I declare an interest as a trustee of Coram, which is the oldest children’s charity in this country, founded in 1739. We have a range of activities which, I suspect, touch every single one of the 32 groups the Children’s Commissioner identified. I was fortunate to be present at the briefing she gave here in this House on 27 November, and I thank her and her team for all the hard work that has produced this “work in progress” report.

Frankly, the reaction from those of us at that meeting was, how on earth did we get into a mess like this? There were some much more knowledgeable and experienced people than me in the room—for example, the noble Lord, Lord Warner. Several of them spoke of a long and tangled history of attempts to get a better handle on these statistics, and of failing again and again. There were comments about the persistence of a silo mentality across departments, agencies and regions; an embarrassment of data—most of it disaggregated and much of it confusing and contradictory; and myriad pilot schemes, which departments seem to be particularly fond of, most of which are expensive and now long forgotten. Governments change and Ministers come and go but, inexorably, vulnerability seems to have got worse and worse.

However, we now have an opportunity to be genuinely innovative, and there is some good news, which I will come back to.

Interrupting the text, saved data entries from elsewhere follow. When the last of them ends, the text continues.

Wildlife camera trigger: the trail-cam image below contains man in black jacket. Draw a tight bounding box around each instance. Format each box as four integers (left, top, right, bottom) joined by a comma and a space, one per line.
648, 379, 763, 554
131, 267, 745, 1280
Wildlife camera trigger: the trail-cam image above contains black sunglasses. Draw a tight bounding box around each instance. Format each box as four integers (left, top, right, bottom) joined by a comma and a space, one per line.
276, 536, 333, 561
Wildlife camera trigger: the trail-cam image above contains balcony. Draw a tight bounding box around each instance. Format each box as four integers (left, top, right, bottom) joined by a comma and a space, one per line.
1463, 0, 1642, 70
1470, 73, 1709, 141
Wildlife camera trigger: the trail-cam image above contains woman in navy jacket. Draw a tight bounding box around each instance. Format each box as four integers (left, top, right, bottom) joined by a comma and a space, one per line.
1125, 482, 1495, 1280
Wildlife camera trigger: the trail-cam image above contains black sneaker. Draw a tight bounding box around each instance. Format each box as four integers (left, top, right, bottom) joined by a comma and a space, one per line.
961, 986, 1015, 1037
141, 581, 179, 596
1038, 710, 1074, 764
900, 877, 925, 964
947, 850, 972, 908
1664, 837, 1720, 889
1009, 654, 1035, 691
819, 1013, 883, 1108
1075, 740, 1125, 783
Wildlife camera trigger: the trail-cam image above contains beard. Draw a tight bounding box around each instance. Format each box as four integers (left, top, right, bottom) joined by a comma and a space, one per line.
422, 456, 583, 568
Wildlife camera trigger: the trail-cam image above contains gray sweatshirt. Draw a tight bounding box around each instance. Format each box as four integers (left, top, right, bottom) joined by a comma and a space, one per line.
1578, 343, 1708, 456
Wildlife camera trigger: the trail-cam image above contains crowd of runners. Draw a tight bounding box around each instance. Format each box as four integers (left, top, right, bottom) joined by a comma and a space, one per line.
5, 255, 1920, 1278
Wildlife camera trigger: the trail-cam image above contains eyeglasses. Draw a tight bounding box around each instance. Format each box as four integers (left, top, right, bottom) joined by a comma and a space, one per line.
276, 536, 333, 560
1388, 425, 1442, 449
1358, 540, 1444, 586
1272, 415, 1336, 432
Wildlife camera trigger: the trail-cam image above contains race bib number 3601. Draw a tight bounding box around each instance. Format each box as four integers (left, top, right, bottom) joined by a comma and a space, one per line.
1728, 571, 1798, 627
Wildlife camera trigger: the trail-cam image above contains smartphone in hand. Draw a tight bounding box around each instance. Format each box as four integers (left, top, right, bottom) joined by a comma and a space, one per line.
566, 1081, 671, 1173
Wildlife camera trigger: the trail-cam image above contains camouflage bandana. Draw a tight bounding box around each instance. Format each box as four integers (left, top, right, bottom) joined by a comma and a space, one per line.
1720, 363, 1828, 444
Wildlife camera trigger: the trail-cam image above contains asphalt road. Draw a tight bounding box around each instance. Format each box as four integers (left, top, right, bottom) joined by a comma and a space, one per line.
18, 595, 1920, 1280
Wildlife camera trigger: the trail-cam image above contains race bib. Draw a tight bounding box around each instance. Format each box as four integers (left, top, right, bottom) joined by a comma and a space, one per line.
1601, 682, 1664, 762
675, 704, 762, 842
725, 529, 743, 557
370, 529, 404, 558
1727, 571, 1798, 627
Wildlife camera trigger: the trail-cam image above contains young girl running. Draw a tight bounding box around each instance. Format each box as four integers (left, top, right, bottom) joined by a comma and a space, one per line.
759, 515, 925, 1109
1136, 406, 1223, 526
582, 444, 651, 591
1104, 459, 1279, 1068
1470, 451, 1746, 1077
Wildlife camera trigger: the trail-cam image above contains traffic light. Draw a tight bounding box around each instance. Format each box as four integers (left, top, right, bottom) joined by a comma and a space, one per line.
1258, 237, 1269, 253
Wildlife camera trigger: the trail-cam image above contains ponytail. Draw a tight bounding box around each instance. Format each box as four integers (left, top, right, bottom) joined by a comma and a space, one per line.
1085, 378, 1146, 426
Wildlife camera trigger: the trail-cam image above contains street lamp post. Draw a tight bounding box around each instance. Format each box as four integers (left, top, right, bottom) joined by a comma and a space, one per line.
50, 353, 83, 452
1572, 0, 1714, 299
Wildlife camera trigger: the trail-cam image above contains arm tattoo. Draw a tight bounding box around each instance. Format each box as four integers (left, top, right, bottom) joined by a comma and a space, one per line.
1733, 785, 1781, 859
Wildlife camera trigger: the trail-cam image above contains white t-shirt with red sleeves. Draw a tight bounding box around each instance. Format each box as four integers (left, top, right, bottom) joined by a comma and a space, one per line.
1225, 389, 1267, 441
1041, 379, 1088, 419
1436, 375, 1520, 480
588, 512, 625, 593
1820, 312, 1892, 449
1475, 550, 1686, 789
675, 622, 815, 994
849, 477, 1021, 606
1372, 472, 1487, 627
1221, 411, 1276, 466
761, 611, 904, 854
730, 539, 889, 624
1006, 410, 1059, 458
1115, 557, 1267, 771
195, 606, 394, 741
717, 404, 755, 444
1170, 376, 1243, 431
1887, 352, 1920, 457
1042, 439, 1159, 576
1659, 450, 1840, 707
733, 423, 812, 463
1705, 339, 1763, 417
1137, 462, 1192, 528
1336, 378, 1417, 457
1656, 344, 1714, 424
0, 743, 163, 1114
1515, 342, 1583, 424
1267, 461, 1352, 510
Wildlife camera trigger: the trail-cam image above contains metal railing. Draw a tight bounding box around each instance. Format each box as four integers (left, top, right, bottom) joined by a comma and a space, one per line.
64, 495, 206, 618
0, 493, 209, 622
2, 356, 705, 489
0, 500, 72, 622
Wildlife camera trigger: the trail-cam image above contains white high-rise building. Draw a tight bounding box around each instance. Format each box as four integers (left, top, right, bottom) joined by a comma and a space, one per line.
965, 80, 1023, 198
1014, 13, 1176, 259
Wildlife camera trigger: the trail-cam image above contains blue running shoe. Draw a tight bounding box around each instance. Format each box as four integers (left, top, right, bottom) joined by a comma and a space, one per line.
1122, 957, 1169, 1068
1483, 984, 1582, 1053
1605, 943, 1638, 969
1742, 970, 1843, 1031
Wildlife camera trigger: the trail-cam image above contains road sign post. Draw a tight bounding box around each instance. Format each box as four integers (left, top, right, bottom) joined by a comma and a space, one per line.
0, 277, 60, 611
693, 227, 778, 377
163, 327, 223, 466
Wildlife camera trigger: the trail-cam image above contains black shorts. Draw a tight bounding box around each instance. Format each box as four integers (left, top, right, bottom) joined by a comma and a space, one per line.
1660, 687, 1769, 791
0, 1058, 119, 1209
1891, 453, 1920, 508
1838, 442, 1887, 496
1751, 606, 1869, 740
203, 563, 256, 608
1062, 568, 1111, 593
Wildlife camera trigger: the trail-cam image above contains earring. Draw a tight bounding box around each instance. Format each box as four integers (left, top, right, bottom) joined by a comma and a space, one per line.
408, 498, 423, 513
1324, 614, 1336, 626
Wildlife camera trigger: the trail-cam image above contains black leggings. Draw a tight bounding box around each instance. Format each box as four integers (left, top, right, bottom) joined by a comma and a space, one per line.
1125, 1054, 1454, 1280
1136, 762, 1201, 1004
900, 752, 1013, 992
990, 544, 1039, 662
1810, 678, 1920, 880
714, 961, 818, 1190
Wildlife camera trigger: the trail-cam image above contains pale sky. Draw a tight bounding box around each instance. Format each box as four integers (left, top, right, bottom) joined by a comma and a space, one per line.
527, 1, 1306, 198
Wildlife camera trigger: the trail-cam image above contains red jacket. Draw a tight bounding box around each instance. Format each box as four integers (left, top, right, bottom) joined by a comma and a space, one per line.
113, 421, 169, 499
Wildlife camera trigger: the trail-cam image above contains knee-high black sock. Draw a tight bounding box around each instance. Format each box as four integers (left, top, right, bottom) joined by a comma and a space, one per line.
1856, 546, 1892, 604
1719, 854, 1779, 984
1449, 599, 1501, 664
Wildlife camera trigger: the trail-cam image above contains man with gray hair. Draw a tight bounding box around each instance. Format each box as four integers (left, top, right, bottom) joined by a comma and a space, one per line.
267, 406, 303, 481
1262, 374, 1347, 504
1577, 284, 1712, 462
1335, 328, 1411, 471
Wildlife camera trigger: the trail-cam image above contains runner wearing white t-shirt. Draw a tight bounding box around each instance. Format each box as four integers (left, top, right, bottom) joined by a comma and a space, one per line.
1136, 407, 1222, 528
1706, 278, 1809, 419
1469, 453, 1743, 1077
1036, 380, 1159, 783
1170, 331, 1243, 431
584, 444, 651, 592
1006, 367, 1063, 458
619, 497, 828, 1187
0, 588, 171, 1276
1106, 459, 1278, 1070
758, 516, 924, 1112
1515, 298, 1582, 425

I have some questions I would like to pose to the Minister which I think his team is already aware of, so I hope he has the answers ready. First, on looked-after children with unresolved immigration issues, what is the department doing to identify those not in the asylum system, including EEA nationals? Secondly, how are the Government ensuring that local authorities have sufficient resources to regularise the status of looked-after children with unresolved immigration status? This is exacerbated by the lack of legal aid and by a hideously complex application form and expensive application fee. Thirdly, did the Government ever consider the vulnerability of children in care with immigration issues when they decided on a 10-year resettlement programme? Fourthly, what steps are the Government taking to help children excluded from school who have special educational needs? That is a particularly complex problem.

To return to the opportunity to be innovative, we live in an era of big data and data analytics, and we are entering the exciting but rather uncertain world of artificial intelligence. It is a sad truth that many of the large social media companies often know more about vulnerable children than all the different arms of government put together. I refer your Lordships to some investigative work—I thank the noble Baroness, Lady Kidron, for pointing me in this direction—carried out in May of this year by the Australian newspaper. It published a story about Facebook’s having shown one of its advertisers its ability to determine whether young people were feeling—in its words—“stressed”, “defeated”, “overwhelmed”, “anxious”, “nervous”, “stupid”, “silly”, “useless”, or a “failure”. It was also rather proud that it was able to give data on people who had body confidence issues or concerns about their appearance. It is a bit worrying that Facebook and other social media companies genuinely probably know more about these vulnerable young children than we do.

Now for the good news. In 2017, Parliament passed the Digital Economy Act. An organisation—which I will mention in a minute—says, on the implications of this Act, that it,

“enables the transformation of personal information held by government departments into an immensely valuable resource of anonymised datasets for research purposes”.

That may sound rather dry but it is actually rather exciting. It means we can have cross-sector, longitudinal analysis which can give us real insight and, best of all, knowledge. That organisation is the Administrative Data Research Network, which is under the ESRC, which is part of the Department for Business, Energy and Industrial Strategy. I appeal to the Minister, his officials and other departments to find out about this resource and use it, and to embrace 21st-century technology. We have an unprecedented opportunity to be child-centric. For the children’s sake, please go and do it.

Finally, I suggest to the Minister some Christmas reading: 210 pages of the OECD’s Integrating Social Services for Vulnerable Groups: Bridging Sectors for Better Service Delivery. It will keep him awake.